In another approach, the MCM-41 template was not used and the nano-NiB catalyst was replaced by an iron wire, but otherwise, the process was the same as that used with MgB2. In prior studies, it was assumed that MCM-41 was necessary as a template for the growth of boron nanotubes and that a nanoparticle catalyst was also crucial. SEM and STEM images from samples prepared using this method are shown in Figures 57. Here, both nanotubes and nanosheets were found among boron nanowires. The nanotubes were hollow in their interior and clearly had sidewalls. These two characteristics are critical, as they differentiate nanotubes from nanowires. The boron nanotubes showed a diameter of roughly 10 nm and lengths up to many microns. An individual nanotube depicted in Figure 6 clearly had two different diameters caused by variations in the growth conditions around the nanotube. Additionally, boron nanosheets, thin sheetlike nanostructures covering areas on the order of a number of square micrometers, were found in samples prepared by this method. The sheets were revealed to be amorphous by selected area electron diffraction.

Figure 5: SEM image of product synthesized using MgB2, Fe Wire, and no MCM-41. Note that a consistent product at a high yield is obtained.
Figure 6: (a) High magnification TEM image of boron nanotube. (b) Low magnification image of the same nanowire; note its growth is not constant. (c) Low magnification image of boron nanosheets and (d) high magnification image of the same material.
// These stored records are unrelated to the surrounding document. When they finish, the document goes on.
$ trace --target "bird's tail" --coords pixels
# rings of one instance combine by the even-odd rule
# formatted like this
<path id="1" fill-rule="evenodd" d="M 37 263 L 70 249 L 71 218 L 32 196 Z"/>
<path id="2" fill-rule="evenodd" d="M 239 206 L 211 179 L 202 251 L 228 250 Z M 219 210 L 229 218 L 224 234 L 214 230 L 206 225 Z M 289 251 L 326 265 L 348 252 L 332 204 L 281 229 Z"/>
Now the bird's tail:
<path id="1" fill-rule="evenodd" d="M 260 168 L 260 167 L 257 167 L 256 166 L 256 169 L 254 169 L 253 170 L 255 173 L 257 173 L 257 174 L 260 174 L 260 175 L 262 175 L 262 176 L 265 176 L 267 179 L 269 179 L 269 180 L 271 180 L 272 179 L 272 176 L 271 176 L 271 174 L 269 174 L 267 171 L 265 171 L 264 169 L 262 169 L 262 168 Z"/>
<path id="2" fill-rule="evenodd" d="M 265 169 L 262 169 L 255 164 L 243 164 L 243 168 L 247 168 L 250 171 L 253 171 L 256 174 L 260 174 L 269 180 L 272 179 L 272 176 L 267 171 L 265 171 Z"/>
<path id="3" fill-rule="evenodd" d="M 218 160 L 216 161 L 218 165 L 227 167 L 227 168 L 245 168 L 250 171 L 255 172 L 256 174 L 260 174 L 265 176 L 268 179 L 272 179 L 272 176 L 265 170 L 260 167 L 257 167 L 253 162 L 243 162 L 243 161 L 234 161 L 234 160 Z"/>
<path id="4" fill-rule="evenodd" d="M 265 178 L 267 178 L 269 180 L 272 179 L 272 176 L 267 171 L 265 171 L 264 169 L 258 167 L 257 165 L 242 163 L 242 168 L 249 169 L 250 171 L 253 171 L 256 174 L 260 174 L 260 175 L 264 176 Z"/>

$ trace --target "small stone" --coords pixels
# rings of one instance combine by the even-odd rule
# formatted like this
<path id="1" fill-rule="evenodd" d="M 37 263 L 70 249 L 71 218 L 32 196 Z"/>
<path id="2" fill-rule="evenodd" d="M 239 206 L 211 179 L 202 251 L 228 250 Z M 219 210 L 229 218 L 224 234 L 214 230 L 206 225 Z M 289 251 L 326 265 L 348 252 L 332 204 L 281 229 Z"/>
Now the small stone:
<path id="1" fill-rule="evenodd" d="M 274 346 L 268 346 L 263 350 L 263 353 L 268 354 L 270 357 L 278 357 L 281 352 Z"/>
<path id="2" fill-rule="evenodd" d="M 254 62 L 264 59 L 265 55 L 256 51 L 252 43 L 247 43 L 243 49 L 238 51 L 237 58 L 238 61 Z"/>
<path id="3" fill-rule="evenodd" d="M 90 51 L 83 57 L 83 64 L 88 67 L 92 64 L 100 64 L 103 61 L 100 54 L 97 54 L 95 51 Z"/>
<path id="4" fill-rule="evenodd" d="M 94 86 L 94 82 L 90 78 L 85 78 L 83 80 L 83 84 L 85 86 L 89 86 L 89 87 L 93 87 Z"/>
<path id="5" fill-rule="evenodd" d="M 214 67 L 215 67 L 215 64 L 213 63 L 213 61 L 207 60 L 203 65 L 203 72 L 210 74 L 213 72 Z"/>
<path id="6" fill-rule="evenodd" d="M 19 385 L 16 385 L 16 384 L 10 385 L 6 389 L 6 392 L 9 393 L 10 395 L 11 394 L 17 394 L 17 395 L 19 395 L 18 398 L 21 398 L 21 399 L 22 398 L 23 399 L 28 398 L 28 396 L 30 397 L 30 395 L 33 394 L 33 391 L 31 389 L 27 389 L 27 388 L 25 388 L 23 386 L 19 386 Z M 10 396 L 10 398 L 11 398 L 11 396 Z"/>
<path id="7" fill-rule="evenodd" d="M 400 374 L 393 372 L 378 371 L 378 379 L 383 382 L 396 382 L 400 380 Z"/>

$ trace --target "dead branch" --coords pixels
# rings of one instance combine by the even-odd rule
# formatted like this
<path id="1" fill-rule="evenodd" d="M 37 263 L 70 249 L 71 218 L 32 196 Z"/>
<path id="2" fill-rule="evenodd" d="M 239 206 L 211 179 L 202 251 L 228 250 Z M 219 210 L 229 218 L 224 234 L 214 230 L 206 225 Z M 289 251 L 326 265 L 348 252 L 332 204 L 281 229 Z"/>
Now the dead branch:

The material appears to have folds and is amorphous in nature. (e) EELS spectrum for boron nanotubes and nanosheets, showing only boron is present. All materials in this image were grown with MgB2, no MCM-41, and an iron wire instead of nano-NiB.
Figure 7: (a) High quality boron nanotube which was analyzed using fast Fourier transform (FFT) analysis. Note the structure is clearly hollow and the wall to wall spacing is 0.36–0.37 nm. (b) FFT image used for analysis (image is 3 nm × 3 nm), confirming the interwall spacing is 0.36–0.37 nm. All materials in this image were grown with MgB2, an iron wire instead of NiB, and no MCM-41.
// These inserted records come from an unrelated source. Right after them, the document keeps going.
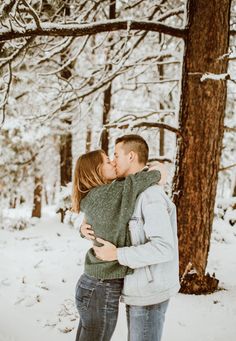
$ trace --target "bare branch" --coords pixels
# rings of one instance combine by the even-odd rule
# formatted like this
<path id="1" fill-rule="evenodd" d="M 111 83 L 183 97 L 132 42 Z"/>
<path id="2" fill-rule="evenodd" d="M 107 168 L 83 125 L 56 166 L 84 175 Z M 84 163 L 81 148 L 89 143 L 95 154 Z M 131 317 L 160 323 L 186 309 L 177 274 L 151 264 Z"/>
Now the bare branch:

To summarize, in comparison to well-known techniques, such as magnetron sputtering, to synthesize boron nanowires [2426], the reported process has the added advantage of producing a wide variety of structures. Furthermore, because it is a thermal vapor deposition technique, there could be some advantages in scaling and flexibility. However, other methods are most likely more suited for producing well-aligned arrays of boron nanowires. The CVD method used here would have to be modified for producing aligned nanostructured arrays.

4. Conclusions

A novel method which would need future optimization is described which can grow boron nanotubes, boron nanosheets (a new material), and boron nanowires. This method is significant because MCM-41, nanosized catalyst, and BCl3 gas are not required for the process. This greatly simplifies creating these boron nanomaterials and makes scale-up and future experimentation much more straightforward. These materials have not been characterized thoroughly, but they could possess interesting properties. Future experiments could focus on methods to increase the yield of boron nanosheets and boron nanotubes. As of now, the effect of temperature, reaction time, catalyst, and so forth is not well understood. Another, even more exciting possibility beyond these homogeneous nanostructures would be the formation of boron-based nanoheterostructures, particularly with boron nitride and carbon. The boron nanosheets amorphous nature lends them to this type of application, as it eliminates issues with crystal mismatch. All of these experiments described in this paper were conducted in an inert atmosphere, but the addition of different reactant gases can result in various nanostructures [27]. The intermittent use of reactant gases could be an intriguing approach to create nanoheterostructures.

Conflict of Interests

The authors have no conflict of interests to disclose.